You know that scene in that famous movie where the woman is taking a shower and the serial killer sneaks up on her and murders her? Well, a similar thing just happened to me: I was taking a shower and Riemannian geometry just snuck up on me and made me start liking it. Best shower EVER. (The best bath EVER was the one Archimedes took.)

Resist the wheat that is shredded, for the path to the dark side it is

I have remarkably bad sense of direction, and a remarkable confidence in my sense of direction nonetheless. I think that part of my brain still refuses to accept that "north" is not always the same as "forward." The other day, though, I somehow woke up with my internal compass rose not only off but backwards. While I wouldn't say I depend on it, I am a fan of the classic compass-labelling mnemonic "Never Eat Shredded Wheat," (I also enjoy singing the alphabet to myself while searching for a word in a dictionary) but the other day it was like Yoda was telepathically warning me to "Never Wheat Shredded Eat." I actually used the location of the sun to figure out which way I was facing and *still* ended up walking in the wrongest possible direction. I think my thought process went something like, "Let's see, it's morning, and the sun is that way, so that's east. I've lived in California for the past five years, and so of course I know that 'east' means 'away from the ocean.' And I'm in Boston now, so 'away from the ocean' means 'toward New York.' So I'm standing in Boston, facing New York, therefore Canada's on my right... okay, I want to go north, so I'll go right." No! It doesn't work that way at all.
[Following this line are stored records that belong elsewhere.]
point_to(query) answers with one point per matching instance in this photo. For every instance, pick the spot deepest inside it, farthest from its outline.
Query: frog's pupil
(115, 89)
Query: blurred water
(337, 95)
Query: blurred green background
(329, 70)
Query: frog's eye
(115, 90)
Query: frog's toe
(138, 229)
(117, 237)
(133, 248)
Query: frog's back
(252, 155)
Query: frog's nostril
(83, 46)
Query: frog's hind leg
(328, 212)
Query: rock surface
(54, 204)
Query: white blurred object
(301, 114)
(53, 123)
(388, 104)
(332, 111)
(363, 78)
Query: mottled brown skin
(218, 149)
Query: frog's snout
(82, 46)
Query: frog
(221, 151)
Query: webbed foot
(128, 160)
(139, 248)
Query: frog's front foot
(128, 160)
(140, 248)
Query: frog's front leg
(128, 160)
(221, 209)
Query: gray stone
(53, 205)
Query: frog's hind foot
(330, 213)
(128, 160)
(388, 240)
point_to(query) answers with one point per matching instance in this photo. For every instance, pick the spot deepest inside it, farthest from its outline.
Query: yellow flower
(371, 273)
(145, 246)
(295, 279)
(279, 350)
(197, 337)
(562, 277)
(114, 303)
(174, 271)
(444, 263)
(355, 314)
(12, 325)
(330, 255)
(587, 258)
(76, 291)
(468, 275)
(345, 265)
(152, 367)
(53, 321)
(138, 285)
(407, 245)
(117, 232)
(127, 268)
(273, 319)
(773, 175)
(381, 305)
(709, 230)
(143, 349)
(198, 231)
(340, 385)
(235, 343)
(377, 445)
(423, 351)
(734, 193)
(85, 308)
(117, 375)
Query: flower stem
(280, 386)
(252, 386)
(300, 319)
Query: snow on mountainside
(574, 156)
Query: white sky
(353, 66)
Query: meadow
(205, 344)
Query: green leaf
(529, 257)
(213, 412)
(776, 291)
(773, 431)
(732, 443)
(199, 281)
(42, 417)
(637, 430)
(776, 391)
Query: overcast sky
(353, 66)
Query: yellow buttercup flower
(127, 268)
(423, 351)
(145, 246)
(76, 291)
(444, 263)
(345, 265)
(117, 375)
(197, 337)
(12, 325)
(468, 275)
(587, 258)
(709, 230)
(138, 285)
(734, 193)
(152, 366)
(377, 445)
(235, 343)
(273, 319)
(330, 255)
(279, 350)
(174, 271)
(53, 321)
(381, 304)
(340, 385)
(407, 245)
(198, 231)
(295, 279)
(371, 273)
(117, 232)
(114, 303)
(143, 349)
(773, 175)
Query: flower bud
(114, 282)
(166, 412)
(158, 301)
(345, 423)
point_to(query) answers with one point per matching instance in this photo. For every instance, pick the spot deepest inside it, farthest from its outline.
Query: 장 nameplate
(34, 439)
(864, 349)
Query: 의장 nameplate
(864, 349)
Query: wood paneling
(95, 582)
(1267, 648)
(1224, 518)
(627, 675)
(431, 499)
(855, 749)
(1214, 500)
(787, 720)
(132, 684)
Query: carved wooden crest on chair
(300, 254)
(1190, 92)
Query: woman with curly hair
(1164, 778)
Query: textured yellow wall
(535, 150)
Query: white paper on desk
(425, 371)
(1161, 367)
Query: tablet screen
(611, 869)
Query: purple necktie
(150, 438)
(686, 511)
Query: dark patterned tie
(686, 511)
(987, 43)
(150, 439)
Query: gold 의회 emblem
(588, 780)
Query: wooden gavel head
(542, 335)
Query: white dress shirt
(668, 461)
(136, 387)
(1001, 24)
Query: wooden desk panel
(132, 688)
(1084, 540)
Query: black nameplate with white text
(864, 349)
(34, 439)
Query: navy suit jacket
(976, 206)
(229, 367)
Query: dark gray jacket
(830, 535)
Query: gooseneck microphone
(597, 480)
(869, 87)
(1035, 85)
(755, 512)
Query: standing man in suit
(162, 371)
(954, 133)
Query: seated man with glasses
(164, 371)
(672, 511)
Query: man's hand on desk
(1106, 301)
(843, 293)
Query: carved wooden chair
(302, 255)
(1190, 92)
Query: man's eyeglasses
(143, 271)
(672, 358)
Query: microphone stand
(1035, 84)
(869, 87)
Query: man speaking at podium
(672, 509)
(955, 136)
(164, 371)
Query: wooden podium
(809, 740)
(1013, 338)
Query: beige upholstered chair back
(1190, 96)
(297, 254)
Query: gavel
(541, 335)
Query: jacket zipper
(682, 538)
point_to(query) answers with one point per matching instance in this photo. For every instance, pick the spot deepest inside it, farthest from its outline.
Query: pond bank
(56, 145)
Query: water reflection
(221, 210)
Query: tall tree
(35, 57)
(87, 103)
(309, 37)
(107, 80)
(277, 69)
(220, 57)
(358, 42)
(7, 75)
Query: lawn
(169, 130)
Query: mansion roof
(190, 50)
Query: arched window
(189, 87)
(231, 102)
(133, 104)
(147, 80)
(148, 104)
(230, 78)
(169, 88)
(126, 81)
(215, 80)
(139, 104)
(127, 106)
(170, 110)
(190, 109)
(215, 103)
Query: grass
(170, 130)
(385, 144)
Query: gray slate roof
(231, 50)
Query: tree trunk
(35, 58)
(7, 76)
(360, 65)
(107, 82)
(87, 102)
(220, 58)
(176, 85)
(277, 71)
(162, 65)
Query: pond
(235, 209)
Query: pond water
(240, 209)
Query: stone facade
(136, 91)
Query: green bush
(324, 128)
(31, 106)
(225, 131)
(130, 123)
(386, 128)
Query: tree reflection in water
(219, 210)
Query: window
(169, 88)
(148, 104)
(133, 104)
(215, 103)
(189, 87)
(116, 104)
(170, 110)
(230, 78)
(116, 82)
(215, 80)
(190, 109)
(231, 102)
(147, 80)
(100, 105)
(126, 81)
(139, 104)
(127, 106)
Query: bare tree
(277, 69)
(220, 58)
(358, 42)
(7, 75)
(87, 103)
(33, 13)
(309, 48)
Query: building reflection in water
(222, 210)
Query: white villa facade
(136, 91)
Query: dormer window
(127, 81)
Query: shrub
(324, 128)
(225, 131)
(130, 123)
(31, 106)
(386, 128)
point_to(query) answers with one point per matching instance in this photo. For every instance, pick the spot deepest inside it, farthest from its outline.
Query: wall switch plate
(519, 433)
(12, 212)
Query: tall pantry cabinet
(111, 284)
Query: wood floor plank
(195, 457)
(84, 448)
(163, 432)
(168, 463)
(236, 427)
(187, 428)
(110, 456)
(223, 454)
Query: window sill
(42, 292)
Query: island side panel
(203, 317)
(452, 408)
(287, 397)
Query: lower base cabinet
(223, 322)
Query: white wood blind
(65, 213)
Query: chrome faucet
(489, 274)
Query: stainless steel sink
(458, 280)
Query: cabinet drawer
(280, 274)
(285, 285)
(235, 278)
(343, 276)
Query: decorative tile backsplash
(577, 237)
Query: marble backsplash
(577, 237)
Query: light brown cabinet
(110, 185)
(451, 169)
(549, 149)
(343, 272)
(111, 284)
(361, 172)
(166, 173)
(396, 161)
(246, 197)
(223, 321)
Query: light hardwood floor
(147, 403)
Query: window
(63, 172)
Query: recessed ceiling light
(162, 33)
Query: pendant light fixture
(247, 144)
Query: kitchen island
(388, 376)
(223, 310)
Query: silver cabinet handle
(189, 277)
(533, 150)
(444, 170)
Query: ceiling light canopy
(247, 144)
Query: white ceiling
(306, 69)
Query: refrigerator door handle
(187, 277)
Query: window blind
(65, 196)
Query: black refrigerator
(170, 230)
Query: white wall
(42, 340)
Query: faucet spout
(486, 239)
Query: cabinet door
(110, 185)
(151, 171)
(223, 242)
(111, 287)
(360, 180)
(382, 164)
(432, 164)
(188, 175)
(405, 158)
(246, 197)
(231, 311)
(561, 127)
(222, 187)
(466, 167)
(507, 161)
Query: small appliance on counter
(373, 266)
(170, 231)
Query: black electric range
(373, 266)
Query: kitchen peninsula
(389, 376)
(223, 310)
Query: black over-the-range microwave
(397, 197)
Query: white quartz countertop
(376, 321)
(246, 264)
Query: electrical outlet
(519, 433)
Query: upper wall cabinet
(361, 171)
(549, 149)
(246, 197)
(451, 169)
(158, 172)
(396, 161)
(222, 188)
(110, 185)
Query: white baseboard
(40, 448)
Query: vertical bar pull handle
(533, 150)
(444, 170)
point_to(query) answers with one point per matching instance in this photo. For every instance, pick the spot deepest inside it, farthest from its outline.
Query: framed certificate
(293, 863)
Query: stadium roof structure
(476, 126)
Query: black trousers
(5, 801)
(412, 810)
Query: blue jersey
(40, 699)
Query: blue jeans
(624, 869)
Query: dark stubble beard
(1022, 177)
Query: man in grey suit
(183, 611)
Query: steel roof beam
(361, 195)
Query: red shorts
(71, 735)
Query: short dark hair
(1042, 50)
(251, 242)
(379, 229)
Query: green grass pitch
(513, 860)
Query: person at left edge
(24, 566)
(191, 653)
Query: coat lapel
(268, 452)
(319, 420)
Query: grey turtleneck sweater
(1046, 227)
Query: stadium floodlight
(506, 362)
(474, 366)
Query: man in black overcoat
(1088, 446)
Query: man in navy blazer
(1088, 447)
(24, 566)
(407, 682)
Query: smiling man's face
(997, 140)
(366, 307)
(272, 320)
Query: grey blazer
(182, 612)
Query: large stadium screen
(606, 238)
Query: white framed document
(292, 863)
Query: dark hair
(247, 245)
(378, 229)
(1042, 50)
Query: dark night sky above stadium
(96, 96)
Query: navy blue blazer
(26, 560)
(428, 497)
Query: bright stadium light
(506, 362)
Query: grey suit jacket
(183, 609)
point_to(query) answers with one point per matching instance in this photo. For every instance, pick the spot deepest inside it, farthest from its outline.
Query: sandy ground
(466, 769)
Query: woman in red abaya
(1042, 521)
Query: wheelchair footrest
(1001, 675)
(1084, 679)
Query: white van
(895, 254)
Recently at school we reached the point in every geometry class when the teacher folds up a copy of the syllabus and makes a mobius strip out of it. I love how some activities just never stop being developmentally appropriate. Anyway, the professor talked about how if we were two dimensional people living in a mobius strip, and if we walked all the way around the mobius strip, we would arrive at our starting location but find that our notions of "east" and "west" were now the opposite of everyone else's. I had to resist the urge to shout out, "That happened to me the other day!"

(no subject)

Hey kids. I'm back in newton, and planning to move to cambridge in a few days. I had my first day of orientation at MIT today. It mostly consisted of various staff members standing in front of us and saying, "It's okay. You can do it. Don't be scared. You weren't admitted by accident," over and over. I hate to admit it, but it kind of helped.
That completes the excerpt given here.